We can note that the average number of comments on ask-posts is **nearly the double** of its in show-posts.

#### Next, I'll determine if ask posts created at a certain time are more likely to attract comments.

In [52]:
import datetime as dt
result_list = []

for row in ask_posts:
    created_at = row[-1]
    num_comments = int(row[-3])
    result_list.append([created_at, num_comments])
    
counts_per_hour = {}
comments_per_hour = {}

for result in result_list:
    created_at_result = result[0]
    comments_result = result[1]
    created_at_result = dt.datetime.strptime(created_at_result, "%m/%d/%Y %H:%M")
    creation_hour = created_at_result.strftime('%H')
    if creation_hour not in counts_per_hour:
        counts_per_hour[creation_hour] = 1
        comments_per_hour[creation_hour] = comments_result
    else:
        counts_per_hour[creation_hour] += 1
        comments_per_hour[creation_hour] += comments_result
    
print(counts_per_hour)
print('\n')
print(comments_per_hour)

{'02': 269, '01': 282, '22': 383, '21': 518, '19': 552, '17': 587, '15': 646, '14': 513, '13': 444, '11': 312, '10': 282, '09': 222, '07': 226, '03': 271, '23': 343, '20': 510, '16': 579, '08': 257, '00': 301, '18': 614, '12': 342, '04': 243, '06': 234, '05': 209}


{'02': 2996, '01': 2089, '22': 3372, '21': 4500, '19': 3954, '17': 5547, '15': 18525, '14': 4972, '13': 7245, '11': 2797, '10': 3013, '09': 1477, '07': 1585, '03': 2154, '23': 2297, '20': 4462, '16': 4466, '08': 2362, '00': 2277, '18': 4877, '12': 4234, '04': 2360, '06': 1587, '05': 1838}


In [57]:
avg_per_hour = []

for hour in comments_per_hour:
    average = round(comments_per_hour[hour] / counts_per_hour[hour])
    avg_per_hour.append([hour, average])
    
print(avg_per_hour)

[['02', 11], ['01', 7], ['22', 9], ['21', 9], ['19', 7], ['17', 9], ['15', 29], ['14', 10], ['13', 16], ['11', 9], ['10', 11], ['09', 7], ['07', 7], ['03', 8], ['23', 7], ['20', 9], ['16', 8], ['08', 9], ['00', 8], ['18', 8], ['12', 12], ['04', 10], ['06', 7], ['05', 9]]


In [64]:
swap_avg_per_hour = []

for row in avg_per_hour:
    swap_avg_per_hour.append([row[1], row[0]])
    
sorted_swap = sorted(swap_avg_per_hour, reverse=True)

print("The Top Five Hours for Ask Posts Comments:")
for row in sorted_swap[:5]:
    # US/Eastern timezone (EST) - UTC-06
    est_hour_dt = dt.datetime.strptime(row[1], '%H')
    est_hour_str = est_hour_dt.strftime('%H:%M')
    
    # Our timezone (WAT) - UTC+01: 7 hours ahead of EST
    # Converting the `Hour` from EST to WAT
    our_hour_dt = dt.datetime.strptime(row[1], '%H') + dt.timedelta(hours=7)
    our_hour_str = our_hour_dt.strftime('%H:%M')
    
    print('   ', '{est_time} EST or {our_time} WAT:    {avg:.1f} average comments per post'.format(est_time=est_hour_str, our_time=our_hour_str, avg=row[0]))

The Top Five Hours for Ask Posts Comments:
    15:00 EST or 22:00 WAT:    29.0 average comments per post
    13:00 EST or 20:00 WAT:    16.0 average comments per post
    12:00 EST or 19:00 WAT:    12.0 average comments per post
    10:00 EST or 17:00 WAT:    11.0 average comments per post
    02:00 EST or 09:00 WAT:    11.0 average comments per post


## Conclusion:
Our results show that creating a post at 15:00 - 16:00 EST has the highest chance of receiving comments.

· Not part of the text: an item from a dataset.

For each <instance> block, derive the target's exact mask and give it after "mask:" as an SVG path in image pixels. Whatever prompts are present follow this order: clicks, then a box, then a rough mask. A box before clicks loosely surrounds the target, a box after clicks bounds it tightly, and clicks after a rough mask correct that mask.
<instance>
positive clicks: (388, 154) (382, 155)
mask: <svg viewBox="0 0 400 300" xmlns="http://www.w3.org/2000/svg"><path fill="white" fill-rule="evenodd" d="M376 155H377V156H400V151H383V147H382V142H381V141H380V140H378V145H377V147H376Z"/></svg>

One of the possible explanations is that 15:00 EST is a time when users in both North America and Europe are active. This is based on our assumption that most of the Hacker News users are from these two continents. For this reason, the best time for us (IN EGYPT) to submit a post at our time zone is 22:00, and it is followed by 09:00 and 03:00 WAT.